Here $c | s$ of $\phi | \theta | \psi$ refer to the cosine and sine respectively. This rotation is useful when looking at forces acting in the body frame from an inertial viewpoint. The above transforms a vector instantaneously between rotated reference frames.

Reconciling derivatives in rotating frames

If, however, the vector is changing while the reference frame is rotating, then the rate of change is not as simple. The rate of change of a vector is due to (1) the changing vector in its own frame itself, and (2) the rate of change of the rotating frame.

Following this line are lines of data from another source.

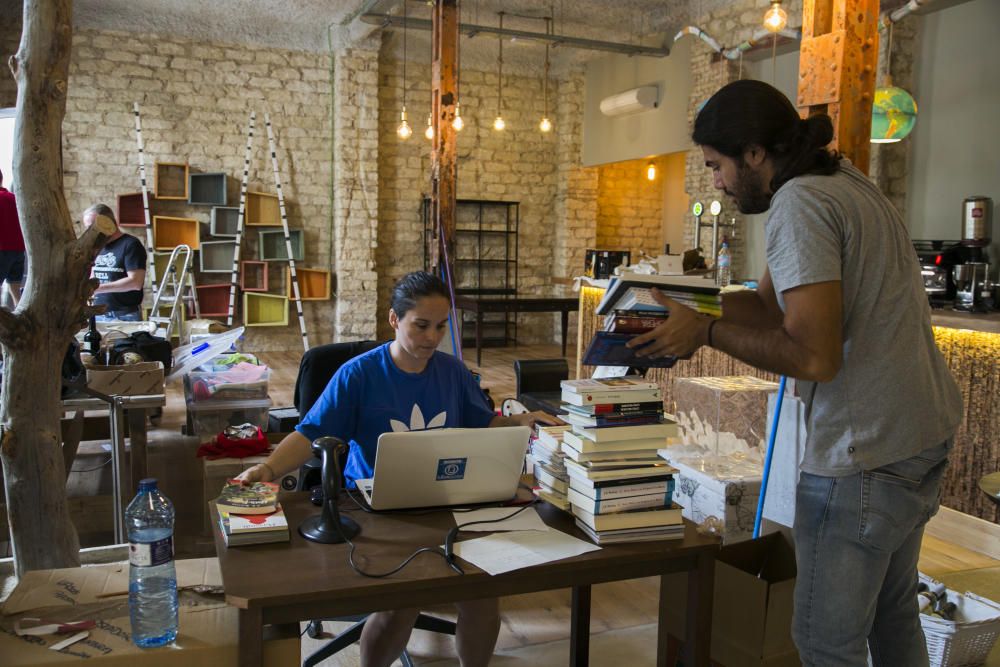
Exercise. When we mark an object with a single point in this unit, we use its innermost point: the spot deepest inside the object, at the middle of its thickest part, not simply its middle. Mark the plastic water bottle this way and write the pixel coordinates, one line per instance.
(152, 590)
(723, 265)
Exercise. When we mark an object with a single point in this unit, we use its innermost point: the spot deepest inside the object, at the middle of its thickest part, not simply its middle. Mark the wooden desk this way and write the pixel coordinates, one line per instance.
(514, 303)
(302, 580)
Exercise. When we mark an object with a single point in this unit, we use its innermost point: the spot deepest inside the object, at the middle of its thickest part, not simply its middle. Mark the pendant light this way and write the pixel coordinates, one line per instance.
(775, 19)
(545, 125)
(498, 122)
(404, 130)
(894, 111)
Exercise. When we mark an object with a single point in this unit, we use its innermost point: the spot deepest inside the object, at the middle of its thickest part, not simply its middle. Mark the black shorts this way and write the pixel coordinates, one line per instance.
(12, 266)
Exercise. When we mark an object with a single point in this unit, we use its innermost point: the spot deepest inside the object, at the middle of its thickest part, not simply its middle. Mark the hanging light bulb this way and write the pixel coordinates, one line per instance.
(404, 130)
(776, 18)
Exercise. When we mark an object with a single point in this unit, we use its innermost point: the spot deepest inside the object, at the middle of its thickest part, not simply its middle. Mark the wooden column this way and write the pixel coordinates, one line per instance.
(444, 167)
(837, 64)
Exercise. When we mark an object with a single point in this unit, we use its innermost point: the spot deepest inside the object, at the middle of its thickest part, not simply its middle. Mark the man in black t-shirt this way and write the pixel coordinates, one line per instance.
(120, 266)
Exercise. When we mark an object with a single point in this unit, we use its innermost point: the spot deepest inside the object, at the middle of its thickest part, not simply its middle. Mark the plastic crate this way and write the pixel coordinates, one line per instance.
(207, 419)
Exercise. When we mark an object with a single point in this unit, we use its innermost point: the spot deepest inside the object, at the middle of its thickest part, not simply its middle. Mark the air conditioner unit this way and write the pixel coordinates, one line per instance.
(638, 99)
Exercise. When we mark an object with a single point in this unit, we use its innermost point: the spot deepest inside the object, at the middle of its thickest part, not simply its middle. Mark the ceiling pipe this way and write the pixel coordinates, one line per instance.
(471, 30)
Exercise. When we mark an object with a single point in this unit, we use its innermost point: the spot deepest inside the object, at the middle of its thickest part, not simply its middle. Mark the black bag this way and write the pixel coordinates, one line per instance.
(147, 346)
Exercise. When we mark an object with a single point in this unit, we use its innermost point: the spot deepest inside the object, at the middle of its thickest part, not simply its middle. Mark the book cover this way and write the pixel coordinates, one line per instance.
(608, 349)
(255, 498)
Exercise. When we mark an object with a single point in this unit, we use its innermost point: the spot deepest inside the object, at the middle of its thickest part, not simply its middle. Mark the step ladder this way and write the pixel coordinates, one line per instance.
(177, 288)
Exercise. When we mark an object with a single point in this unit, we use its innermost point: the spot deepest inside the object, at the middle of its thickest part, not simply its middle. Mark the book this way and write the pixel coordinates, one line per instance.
(608, 349)
(254, 498)
(663, 430)
(623, 504)
(645, 518)
(635, 535)
(617, 384)
(612, 397)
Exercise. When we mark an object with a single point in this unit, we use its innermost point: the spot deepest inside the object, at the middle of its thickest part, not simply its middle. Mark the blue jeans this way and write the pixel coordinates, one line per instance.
(857, 541)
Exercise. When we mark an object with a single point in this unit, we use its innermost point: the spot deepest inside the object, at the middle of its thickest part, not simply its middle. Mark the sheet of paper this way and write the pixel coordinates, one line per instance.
(501, 553)
(527, 519)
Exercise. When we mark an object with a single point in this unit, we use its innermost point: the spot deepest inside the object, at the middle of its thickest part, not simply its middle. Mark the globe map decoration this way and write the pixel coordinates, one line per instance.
(894, 113)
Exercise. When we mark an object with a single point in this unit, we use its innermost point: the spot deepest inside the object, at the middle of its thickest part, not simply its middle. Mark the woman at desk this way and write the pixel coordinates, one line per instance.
(405, 385)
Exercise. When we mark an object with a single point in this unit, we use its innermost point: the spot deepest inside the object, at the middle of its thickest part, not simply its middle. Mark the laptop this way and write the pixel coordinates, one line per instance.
(441, 467)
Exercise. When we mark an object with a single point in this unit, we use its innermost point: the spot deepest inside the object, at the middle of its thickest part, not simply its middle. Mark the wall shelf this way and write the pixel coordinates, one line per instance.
(217, 256)
(168, 232)
(262, 210)
(207, 189)
(224, 221)
(271, 247)
(213, 300)
(264, 310)
(314, 284)
(170, 180)
(130, 211)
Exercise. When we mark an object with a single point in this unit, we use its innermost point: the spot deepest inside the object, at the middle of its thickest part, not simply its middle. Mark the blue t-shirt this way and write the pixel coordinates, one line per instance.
(370, 396)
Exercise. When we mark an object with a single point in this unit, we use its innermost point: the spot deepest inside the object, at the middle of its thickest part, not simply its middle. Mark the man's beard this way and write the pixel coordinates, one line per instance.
(750, 194)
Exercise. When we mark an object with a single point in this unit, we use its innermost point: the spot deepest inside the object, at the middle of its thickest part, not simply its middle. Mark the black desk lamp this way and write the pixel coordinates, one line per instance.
(329, 527)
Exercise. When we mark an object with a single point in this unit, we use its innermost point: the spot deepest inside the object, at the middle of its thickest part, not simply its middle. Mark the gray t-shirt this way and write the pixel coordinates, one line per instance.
(894, 395)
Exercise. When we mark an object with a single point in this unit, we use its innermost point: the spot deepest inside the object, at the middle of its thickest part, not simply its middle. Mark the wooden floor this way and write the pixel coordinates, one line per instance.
(528, 619)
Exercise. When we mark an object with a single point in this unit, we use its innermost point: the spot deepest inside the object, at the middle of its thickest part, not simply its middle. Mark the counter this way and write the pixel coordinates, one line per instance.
(971, 347)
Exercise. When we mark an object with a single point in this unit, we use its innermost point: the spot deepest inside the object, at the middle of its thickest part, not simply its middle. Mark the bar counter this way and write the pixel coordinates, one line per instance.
(970, 344)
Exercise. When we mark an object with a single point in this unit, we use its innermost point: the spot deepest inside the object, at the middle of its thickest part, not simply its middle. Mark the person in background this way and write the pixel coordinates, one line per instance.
(120, 266)
(11, 244)
(404, 385)
(841, 308)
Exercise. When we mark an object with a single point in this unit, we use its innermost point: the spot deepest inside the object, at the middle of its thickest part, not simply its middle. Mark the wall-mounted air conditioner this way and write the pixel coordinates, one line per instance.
(638, 99)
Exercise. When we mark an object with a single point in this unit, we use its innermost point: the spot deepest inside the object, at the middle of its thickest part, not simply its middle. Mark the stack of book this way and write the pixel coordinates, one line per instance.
(251, 514)
(619, 488)
(545, 459)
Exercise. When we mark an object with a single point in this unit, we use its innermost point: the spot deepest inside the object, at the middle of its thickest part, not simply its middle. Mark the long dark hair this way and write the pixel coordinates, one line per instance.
(749, 113)
(412, 287)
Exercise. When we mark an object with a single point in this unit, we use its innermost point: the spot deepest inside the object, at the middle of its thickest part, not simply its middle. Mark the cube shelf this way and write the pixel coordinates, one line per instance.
(272, 245)
(262, 210)
(130, 211)
(214, 299)
(264, 310)
(168, 232)
(314, 284)
(207, 189)
(217, 256)
(224, 221)
(170, 180)
(253, 276)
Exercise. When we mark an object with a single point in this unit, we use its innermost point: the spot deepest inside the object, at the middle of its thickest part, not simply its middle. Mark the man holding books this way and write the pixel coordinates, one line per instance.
(841, 308)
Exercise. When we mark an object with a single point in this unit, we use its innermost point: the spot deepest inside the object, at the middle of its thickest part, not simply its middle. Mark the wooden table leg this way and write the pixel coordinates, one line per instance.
(579, 635)
(698, 633)
(251, 636)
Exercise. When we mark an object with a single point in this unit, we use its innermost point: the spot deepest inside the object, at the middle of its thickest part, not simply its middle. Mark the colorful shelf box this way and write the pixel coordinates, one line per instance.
(264, 310)
(314, 284)
(168, 232)
(170, 180)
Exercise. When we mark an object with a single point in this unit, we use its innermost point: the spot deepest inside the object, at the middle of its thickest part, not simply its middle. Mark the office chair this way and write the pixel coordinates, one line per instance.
(317, 367)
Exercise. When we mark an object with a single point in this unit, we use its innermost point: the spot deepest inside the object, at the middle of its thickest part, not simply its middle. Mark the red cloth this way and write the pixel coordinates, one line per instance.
(10, 225)
(223, 447)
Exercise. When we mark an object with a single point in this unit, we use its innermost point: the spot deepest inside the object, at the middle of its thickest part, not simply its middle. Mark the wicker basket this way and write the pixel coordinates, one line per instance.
(966, 640)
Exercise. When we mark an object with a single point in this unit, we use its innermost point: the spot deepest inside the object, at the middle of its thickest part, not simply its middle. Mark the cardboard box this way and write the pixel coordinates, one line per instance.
(729, 494)
(207, 636)
(725, 415)
(142, 379)
(752, 604)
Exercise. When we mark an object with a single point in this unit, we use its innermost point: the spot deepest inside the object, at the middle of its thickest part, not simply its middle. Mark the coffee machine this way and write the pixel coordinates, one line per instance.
(970, 273)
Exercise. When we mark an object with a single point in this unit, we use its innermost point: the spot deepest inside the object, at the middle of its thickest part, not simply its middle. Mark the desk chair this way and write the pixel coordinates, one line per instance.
(317, 367)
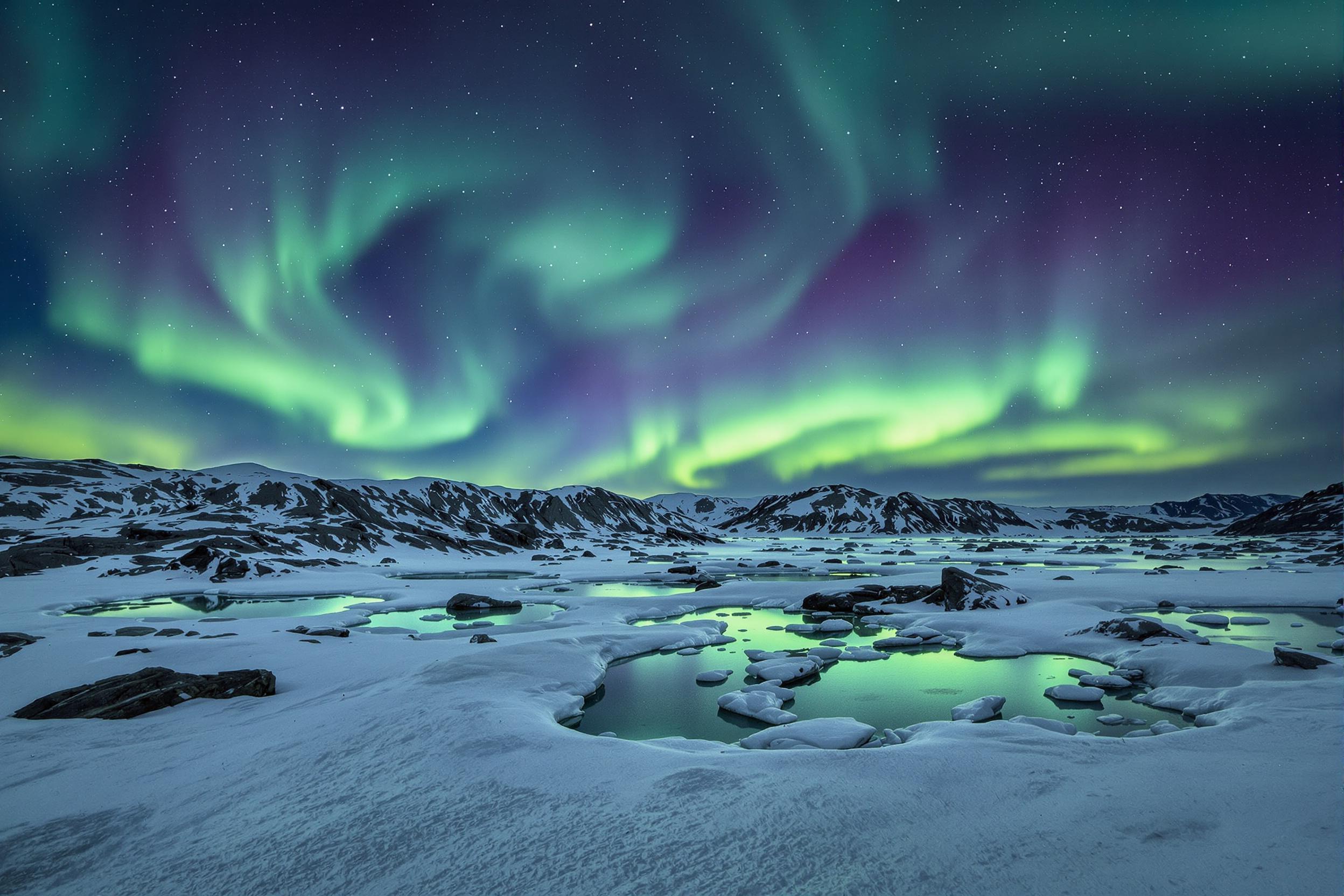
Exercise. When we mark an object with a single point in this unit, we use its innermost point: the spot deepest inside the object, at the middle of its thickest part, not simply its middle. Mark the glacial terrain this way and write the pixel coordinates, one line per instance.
(548, 692)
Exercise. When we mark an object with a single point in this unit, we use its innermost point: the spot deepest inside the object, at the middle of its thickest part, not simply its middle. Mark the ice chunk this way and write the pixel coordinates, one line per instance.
(979, 710)
(897, 641)
(812, 734)
(757, 704)
(1077, 694)
(1105, 682)
(863, 655)
(1207, 620)
(1049, 724)
(788, 669)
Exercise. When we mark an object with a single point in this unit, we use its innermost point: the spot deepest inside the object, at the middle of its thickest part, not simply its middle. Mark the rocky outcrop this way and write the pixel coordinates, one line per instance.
(1142, 629)
(140, 692)
(1285, 657)
(463, 601)
(965, 591)
(1313, 512)
(867, 597)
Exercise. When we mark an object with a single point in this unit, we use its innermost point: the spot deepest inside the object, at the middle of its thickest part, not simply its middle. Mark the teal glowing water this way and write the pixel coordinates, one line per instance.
(656, 695)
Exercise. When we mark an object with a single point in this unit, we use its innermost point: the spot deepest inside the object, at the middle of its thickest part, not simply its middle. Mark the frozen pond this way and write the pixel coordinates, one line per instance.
(475, 574)
(1313, 625)
(628, 589)
(656, 695)
(436, 620)
(190, 606)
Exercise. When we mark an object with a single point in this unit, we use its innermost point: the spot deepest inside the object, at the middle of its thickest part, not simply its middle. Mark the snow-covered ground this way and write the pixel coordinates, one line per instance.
(393, 765)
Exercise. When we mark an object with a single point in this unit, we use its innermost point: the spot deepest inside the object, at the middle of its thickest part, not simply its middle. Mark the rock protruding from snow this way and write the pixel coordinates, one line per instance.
(812, 734)
(464, 601)
(1142, 629)
(140, 692)
(979, 710)
(1049, 724)
(1076, 694)
(965, 591)
(787, 669)
(764, 705)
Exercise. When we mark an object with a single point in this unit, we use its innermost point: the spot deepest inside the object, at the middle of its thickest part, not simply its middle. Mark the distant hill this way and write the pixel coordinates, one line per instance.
(1313, 512)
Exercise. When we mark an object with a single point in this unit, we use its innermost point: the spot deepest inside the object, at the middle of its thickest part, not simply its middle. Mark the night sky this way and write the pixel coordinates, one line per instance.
(996, 250)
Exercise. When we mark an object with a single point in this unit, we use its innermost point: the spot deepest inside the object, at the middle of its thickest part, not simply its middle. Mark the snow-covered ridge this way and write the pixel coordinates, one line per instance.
(849, 509)
(58, 512)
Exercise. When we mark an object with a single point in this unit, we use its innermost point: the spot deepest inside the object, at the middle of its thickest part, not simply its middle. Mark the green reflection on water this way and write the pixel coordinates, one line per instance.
(412, 618)
(188, 606)
(1318, 626)
(656, 695)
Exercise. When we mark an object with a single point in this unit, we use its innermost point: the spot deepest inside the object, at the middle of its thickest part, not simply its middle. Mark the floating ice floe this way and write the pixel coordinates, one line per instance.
(1105, 682)
(788, 669)
(1207, 620)
(979, 710)
(757, 704)
(812, 734)
(1076, 694)
(1049, 724)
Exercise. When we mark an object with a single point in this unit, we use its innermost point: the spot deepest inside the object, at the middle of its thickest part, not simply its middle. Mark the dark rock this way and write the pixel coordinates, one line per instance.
(15, 641)
(1140, 629)
(140, 692)
(464, 601)
(871, 594)
(965, 591)
(326, 632)
(1285, 657)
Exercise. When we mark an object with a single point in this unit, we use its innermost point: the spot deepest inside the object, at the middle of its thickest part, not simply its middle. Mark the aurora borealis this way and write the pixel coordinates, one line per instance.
(1011, 251)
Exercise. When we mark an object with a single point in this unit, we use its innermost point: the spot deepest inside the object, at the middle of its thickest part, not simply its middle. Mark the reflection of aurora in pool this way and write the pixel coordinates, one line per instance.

That is, in a body frame rotating with instantaneous angular velocity $\hat{\omega}=[\omega_x,\omega_y,\omega_z]$ about its axes, the time-derivative of a vector in a rotating body frame $\hat{\mathcal{V}}^b = \hat{\mathcal{V}} \cdot \hat{b}$ as measured in the body frame is given by the Transport theorem:

$$ \begin{align} \frac{d \hat{\mathcal{V}}^b}{d t} &= \frac{d \hat{\mathcal{V}}}{d t} \cdot \hat{b} + \frac{d \hat{b}}{d t} \cdot \hat{\mathcal{V}} \\ &= \frac{d \hat{\mathcal{V}}}{d t} \cdot \hat{b} + \hat{\omega} \times \hat{\mathcal{V}}^b \\ &= \frac{d \hat{\mathcal{V}}}{d t} \cdot \hat{b} + \begin{bmatrix} 0 & -\omega_z & \omega_y \\ \omega_z & 0 & -\omega_x \\ -\omega_y & \omega_x & 0 \end{bmatrix} \hat{\mathcal{V}} \end{align} $$

Transport theorem and the cross product

Assume the body frame has instantaneous angular velocity $\hat{\omega}$ about each axis. Each basis vector will see a rotation over a time interval $dt$. For small values of $dt$, the angular displacement is small, $\hat{\omega} dt$, and the arc drawn by the tip of the unit vector can be approximated as a straight line of magnitude $\hat{\omega} dt$:

$$ \hat{x}^b \rightarrow \hat{x}^b + 0\hat{x}^b + \omega_z dt \hat{y}^b - \omega_y dt \hat{z}^b \\ \hat{y}^b \rightarrow \hat{y}^b - \omega_z dt \hat{x}^b + 0 \hat{y}^b + \omega_x dt \hat{z}^b \\ \hat{z}^b \rightarrow \hat{z}^b + \omega_y dt \hat{x}^b - \omega_x dt \hat{y}^b + 0 \hat{z}^b $$

In matrix form, each column vector represents the change to the basis vector: $$ \hat{b}_{t+dt} = \hat{b}_{t} + \begin{bmatrix} 0 & -\omega_z & \omega_y \\ \omega_z & 0 & -\omega_x \\ -\omega_y & \omega_x & 0 \end{bmatrix} dt $$

The rate of change of the basis vectors of the reference frame is:

$$ \frac{d \hat{b}}{dt} = \begin{bmatrix} 0 & -\omega_z & \omega_y \\ \omega_z & 0 & -\omega_x \\ -\omega_y & \omega_x & 0 \end{bmatrix} $$

The matrix multiplication is equivalent to a cross product with the vector $[\omega_x, \omega_y, \omega_z]^T$.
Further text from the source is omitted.